OK, correct me if I'm mistaken on the opening weekend for Bass lower Pens waters, catch and release ............. (inland waters unless otherwise noted at the lake.... IS........... last Saturday in April????? 

For daily Possession limits, that season begins 3rd Sat in June???? 

Soooooooo.. why are there a ton of bass boats on the water this morning (which is where i would like to be!)


----------



## Crazy Axe (Mar 11, 2007)

If they are targeting out of season fish, they can get in a lot of trouble.


----------



## Scott K (Aug 26, 2008)

scooter65 said:


> Soooooooo.. why are there a ton of bass boats on the water this morning (which is where i would like to be!)


"Bass" boats don't have to be used only for catching bass. Do you want people to just sit home on one of the nicest days of the year?


----------



## Crazy Axe (Mar 11, 2007)

too.


----------



## scooter65 (Sep 23, 2008)

Scott K said:


> "Bass" boats don't have to be used only for catching bass.

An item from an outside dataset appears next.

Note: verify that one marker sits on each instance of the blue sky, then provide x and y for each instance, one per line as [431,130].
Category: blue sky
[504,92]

Do you want people to just sit home on one of the nicest days of the year?


Well, the 12 different boats I observed were doing an awful lot of casting with spinners and such....... I'm pretty sure they weren't catfishing. The way I understand it, if you are actively fishing in a manner that catches the species which is out of season, then you are as guilty as catching them. Up to the discretion of Ranger. 

Now I'm sure if your jigging a 1/32 ounce jig for crappie and you happen to snag a bass I would think you had an alibi..


----------



## malainse (Sep 2, 2002)

You answered your own question.....

If you feel they were in violation of the law by targeting bass call the RAP line...


----------



## KS up north (Jan 2, 2004)

scooter65 said:


> For daily Possession limits, that season begins *3rd Sat in June*????


That is for LSC.


The Saturday before memorial day is "catch and keep" on lower penninsula inland waters, with exceptions by counties listed in the fishing guide.

Someone correct me if I'm wrong.


----------



## WALLEYE MIKE (Jan 7, 2001)

KS up north said:


> That is for LSC.
> 
> 
> The Saturday before memorial day is "catch and keep" on lower penninsula inland waters, with exceptions by counties listed in the fishing guide.
> ...


You's correct.


----------